De la huelga de julio de 1977, el registro fílmico muestra un microbús de fabricación peruana, vacío, parado en una avenida de la zona industrial de Lima bloqueada con piedras y objetos quemados. Decenas de obreros caminan junto a otros ciudadanos que llegaban al centro de Lima desde la periferia más pobre de la capital. El paro nacional era en protesta contra Morales Bermúdez, quien anuló algunas de las reformas que dictó su predecesor en el régimen militar, Juan Velasco, y aceptó la formación de una Asamblea Constituyente y elecciones en 1980.

“En la casa puse una nota en la refrigeradora: No se preocupen, me voy al paro”, recuerda Mary Soto, una de las tres mujeres entrevistadas para el documental, junto con Diana Ávila y Elsi Soto. Sus testimonios coinciden en que las militantes –si tenían pareja– tenían que resolver la vida de sus compañeros pues debían trabajar para solventar gastos de los volantes, la prensa, el transporte, la comida en la casa, y también hacerse cargo de los hijos.

Una secuencia acerca de la política como servicio, por “las ganas de cambiar el Perú que era demasiado injusto”, según apunta Santiago Pedraglio, incluye testimonios conmovedores y sinceros como el de Eladio Robles, impotente ante la pobreza de niños huérfanos en Cerro de Pasco, una ciudad obrera que surgió por la existencia de un asentamiento minero.
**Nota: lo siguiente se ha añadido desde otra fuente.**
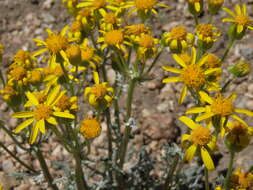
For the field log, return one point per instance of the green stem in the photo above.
(123, 148)
(229, 172)
(17, 159)
(79, 175)
(45, 170)
(229, 46)
(171, 172)
(206, 180)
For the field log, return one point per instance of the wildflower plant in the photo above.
(47, 90)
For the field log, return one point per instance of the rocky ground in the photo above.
(22, 20)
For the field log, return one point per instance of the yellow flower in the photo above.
(100, 95)
(240, 18)
(114, 38)
(242, 180)
(55, 44)
(238, 136)
(192, 75)
(18, 75)
(218, 106)
(144, 6)
(201, 139)
(195, 6)
(110, 21)
(40, 114)
(178, 39)
(90, 128)
(207, 33)
(24, 59)
(8, 92)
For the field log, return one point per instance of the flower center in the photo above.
(99, 91)
(110, 18)
(137, 29)
(201, 135)
(206, 30)
(87, 54)
(64, 103)
(222, 106)
(212, 61)
(178, 33)
(35, 76)
(146, 41)
(193, 76)
(42, 112)
(90, 128)
(242, 19)
(56, 43)
(144, 4)
(99, 3)
(114, 37)
(58, 71)
(40, 97)
(18, 73)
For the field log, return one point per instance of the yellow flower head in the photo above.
(192, 74)
(218, 106)
(207, 33)
(41, 114)
(238, 136)
(100, 95)
(8, 92)
(90, 128)
(200, 139)
(144, 6)
(136, 29)
(23, 58)
(178, 39)
(242, 180)
(239, 18)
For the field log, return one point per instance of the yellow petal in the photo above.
(34, 133)
(96, 77)
(23, 114)
(190, 152)
(23, 125)
(196, 110)
(205, 97)
(239, 28)
(64, 114)
(171, 69)
(182, 94)
(179, 60)
(188, 122)
(32, 99)
(246, 112)
(172, 79)
(41, 125)
(197, 6)
(208, 162)
(53, 95)
(52, 121)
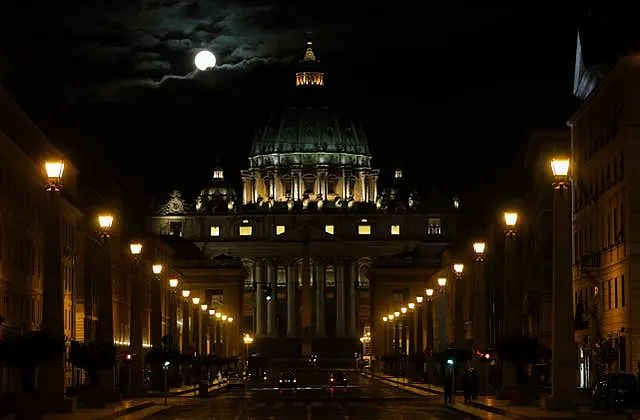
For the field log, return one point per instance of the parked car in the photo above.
(235, 380)
(616, 390)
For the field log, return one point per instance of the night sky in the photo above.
(447, 93)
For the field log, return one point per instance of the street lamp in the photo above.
(510, 222)
(458, 269)
(54, 170)
(563, 363)
(135, 248)
(480, 321)
(442, 316)
(478, 250)
(560, 169)
(105, 221)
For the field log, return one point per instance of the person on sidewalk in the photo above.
(448, 388)
(467, 388)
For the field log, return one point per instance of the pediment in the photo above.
(306, 233)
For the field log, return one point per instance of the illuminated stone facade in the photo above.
(24, 223)
(309, 227)
(605, 263)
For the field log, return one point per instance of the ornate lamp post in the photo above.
(137, 310)
(185, 321)
(458, 303)
(105, 301)
(419, 333)
(480, 318)
(52, 375)
(442, 316)
(196, 324)
(512, 297)
(563, 353)
(430, 326)
(412, 326)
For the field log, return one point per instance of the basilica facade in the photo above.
(303, 259)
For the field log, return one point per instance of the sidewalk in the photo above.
(136, 408)
(492, 408)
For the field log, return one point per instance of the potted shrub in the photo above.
(27, 351)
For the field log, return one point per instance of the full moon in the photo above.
(205, 60)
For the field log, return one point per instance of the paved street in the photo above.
(362, 399)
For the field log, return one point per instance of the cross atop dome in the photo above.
(309, 56)
(309, 73)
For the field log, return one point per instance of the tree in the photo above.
(28, 350)
(93, 357)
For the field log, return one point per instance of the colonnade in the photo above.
(339, 276)
(284, 183)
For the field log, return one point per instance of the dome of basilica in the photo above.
(310, 129)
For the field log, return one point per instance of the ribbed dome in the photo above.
(310, 129)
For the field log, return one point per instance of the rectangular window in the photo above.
(330, 279)
(281, 280)
(434, 227)
(364, 230)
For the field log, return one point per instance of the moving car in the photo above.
(235, 380)
(287, 381)
(337, 379)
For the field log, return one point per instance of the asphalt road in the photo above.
(362, 399)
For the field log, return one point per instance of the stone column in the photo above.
(247, 193)
(340, 299)
(275, 181)
(259, 187)
(320, 298)
(296, 183)
(204, 338)
(353, 300)
(271, 304)
(259, 300)
(292, 309)
(195, 311)
(372, 190)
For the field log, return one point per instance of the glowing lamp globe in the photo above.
(205, 60)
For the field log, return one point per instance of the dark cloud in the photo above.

Robles también destaca que para obreros como él, los sindicatos fueron en ese tiempo su universidad, pues tenían grupos de estudio con universitarios de clase media.

Otro aspecto bien documentado es una de las consecuencias del retorno a la democracia, un compromiso de Morales Bermúdez tras el paro de 1977: “La democracia en nuestro país tuvo un costo altísimo para la clase obrera”, recuerda Héctor Minguillo, quien perteneció a la dirección nacional del Movimiento de Izquierda Revolucionaria (MIR). Un decreto facultó a las empresas a despedir a 5.000 trabajadores que lideraban los sindicatos. “Todos los cuadros fueron despedidos, mocharon de un solo tajo la cabeza del movimiento obrero”, añade Manuel Dammert, exdirigente estudiantil y miembro del Partido Comunista Revolucionario (PCR).

Al otro lado del corazón recoge algunas conquistas de derechos ciudadanos de los años 70, algunos de ellos perdidos en los años 90, como los laborales. El largometraje se exhibe desde el 21 de noviembre en una sala de cine-arte de Lima por dos semanas, o más si el público asiste. Si bien el principal sociólogo peruano, Julio Cotler, afirma que actualmente no hay izquierda en Perú, la historia enseña para lo que se vive hoy.